A plague on both their houses. Imposing taxes on two business-to-business services, warehousing and repair and maintenance of business equipment, passed by a DFL majority in the last legislative session, is bad public policy. But some critics of the taxes on the other side of the aisle are making such wildly exaggerated assertions about the likely effects of these taxes that they may cross the line into dishonesty. This doesn’t serve the public purpose any more than a poorly-conceived tax does.
The taxes arose at the end of the session like a fiscal Lazarus from the tomb of a broader application of an intra-business services sales tax, first proposed by Gov. Mark Dayton and then dropped by him when it became apparent that they would not pass the Legislature.
They are bad policy for several reasons. First, as ad hoc forays into taxing sales of business services, an area previously exempt, they further complicate our state’s crazy quilt sales-tax system in which some goods and services are taxed and others are not. We went into the session with some hopes that the sales tax might be simplified, at least a bit, and we came out of it with more complication.

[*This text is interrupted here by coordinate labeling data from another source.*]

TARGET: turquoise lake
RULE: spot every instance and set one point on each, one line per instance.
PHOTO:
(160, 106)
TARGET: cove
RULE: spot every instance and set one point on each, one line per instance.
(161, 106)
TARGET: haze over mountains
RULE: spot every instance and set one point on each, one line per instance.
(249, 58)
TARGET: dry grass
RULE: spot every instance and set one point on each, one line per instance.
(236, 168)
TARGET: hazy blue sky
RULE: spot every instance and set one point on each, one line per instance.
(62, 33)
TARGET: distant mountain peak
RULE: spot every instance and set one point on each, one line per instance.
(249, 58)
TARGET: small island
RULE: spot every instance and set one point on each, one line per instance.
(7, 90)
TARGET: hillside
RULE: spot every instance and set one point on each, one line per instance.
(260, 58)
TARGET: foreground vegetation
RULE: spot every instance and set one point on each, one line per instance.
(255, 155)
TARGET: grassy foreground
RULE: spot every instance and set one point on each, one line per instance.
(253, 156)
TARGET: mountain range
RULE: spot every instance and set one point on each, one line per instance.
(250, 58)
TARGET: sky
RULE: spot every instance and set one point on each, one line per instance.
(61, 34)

Secondly, the tax is arbitrary and hence unfair. Why tax warehousing, but not parking lot patching or payroll administration? Hence some single-business public warehousing companies will get hit hard and other businesses not at all.

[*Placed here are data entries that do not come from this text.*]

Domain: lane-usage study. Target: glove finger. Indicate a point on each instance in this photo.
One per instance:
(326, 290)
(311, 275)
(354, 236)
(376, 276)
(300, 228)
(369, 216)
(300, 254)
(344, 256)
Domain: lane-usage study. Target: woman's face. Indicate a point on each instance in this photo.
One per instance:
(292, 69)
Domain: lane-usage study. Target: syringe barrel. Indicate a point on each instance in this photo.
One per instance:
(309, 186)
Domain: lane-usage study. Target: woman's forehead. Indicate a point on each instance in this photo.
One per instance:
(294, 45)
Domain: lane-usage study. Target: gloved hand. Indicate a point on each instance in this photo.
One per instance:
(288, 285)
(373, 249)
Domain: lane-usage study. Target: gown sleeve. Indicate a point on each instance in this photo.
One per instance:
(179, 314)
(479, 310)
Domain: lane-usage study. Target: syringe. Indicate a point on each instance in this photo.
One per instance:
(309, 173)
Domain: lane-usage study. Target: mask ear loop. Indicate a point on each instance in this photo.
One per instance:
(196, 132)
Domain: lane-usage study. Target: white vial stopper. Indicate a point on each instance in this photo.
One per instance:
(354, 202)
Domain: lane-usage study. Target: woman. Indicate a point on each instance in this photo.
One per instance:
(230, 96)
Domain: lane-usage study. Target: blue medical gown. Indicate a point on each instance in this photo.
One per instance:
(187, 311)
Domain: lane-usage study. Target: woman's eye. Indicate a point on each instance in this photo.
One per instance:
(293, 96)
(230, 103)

Third, and most importantly, ad hoc taxes of this kind have what economists call a high “excess burden”: the total cost to society of the tax, including the cost of complying with it, and the lost output from the economic inefficiencies that inevitably are induced when taxpayers adjust their business practices to minimize the tax due.
In this case, these wasted resources might include the fuel used to haul goods back and forth to warehouses across the river in Wisconsin that are exempt from the tax rather than more rationally located ones near to the business using the warehouse service. They might include businesses building their own warehouses to avoid paying the tax to an independent warehouse, even though that prior practice would involve lower overall use of resources by society.

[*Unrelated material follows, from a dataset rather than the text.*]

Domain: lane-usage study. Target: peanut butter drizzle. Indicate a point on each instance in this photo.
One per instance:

Finally, there is the issue of “tax competition” between states. Minnesota is cursed in that its major metropolitan area, in contrast to, say, Idaho, Colorado or Arizona, is right on a state border. This means that there is much more potential for taxed businesses to move 20 miles or so east and escape payment. And it is even more difficult to tax Minnesota businesses for use of Wisconsin warehouses than to tax people who buy cars in a nearby state with lower sales tax rates.
All this means that existing public warehouse businesses have very legitimate concerns about how the new tax will affect their competitive position and profitability. And the new tax is a step further away from much-needed tax simplification rather than toward it.
All that said, many of the claims made by critics of the tax are highly overblown, to put it mildly.
For a number of reasons, this isn’t going to wipe out warehousing in Minnesota. First of all, it does not apply to businesses that operate their own facilities. Some 14,000 people work in warehouses in the state, but most of these are in company-owned ones exempt from the tax.
Also, while some such businesses located close to state borders might relocate, there are others which, for a variety of reasons, need to stay close to their customers. And not all public warehouses are in competition with forms already located outside the state.
Yes, the existence of the tax may be a factor deterring construction of new warehouses in the state. But with the streamlining of logistics pioneered by retailers like Target and Wal-Mart and by the big box stores like Best Buy or Home Depot, public warehousing is a declining component of the overall economy.
Then there is the issue of how increased storage costs due to the tax will affect the price of goods to consumers. This is the area in which the most erroneous and irresponsible assertions are being made. One recent opinion piece predicted an “overnight increase in product costs of 7.85 percent” to consumers.
Now it is obvious that this could only occur if warehousing costs made up 100 percent of the retail cost of merchandise. In reality, many goods never pass through a public warehouse at all. And the fee for warehousing for those that do is only a percent or two of consumer prices. With a correct rate of 6.875 percent for the new tax, the effective cost increase to consumers would be a few hundredths of 1 percent.
Even assuming that warehousing made up 5 percent of a retail price, highly unusual, the tax would raise what consumers pay by 32/100ths of 1 percent. When queried about his more than twentyfold exaggeration of the impact on consumers, the author of the opinion piece responded that this was a matter of “parsing syllables.”
The tax may well be repealed. But that leaves the question of from where the projected revenue will then come. Part of the rationale for the tax was that it replaced a tax on purchases of new business equipment, some of which could be rebated through a cumbersome process.
Zealots will say that taxes are out of control and that spending must be cut. The reality is that combined state and local revenues as a percentage of personal income, the “price of government” that the Legislature requires the revenue commissioner to tabulate, is well below what it was two decades ago. If it were the same proportion as in the 1990s, taxing and spending per year, not per biennium, would have to increase by $3.5 billion.
It is legitimate to question government spending, including the new outlays passed. But it is also important to acknowledge that much of the revenue increases go to eliminate the unsustainable smoke-and-mirrors gimmickry that has prevailed over much of the past decade. The new tax is not a good one, but don’t junk it without getting the money from somewhere else.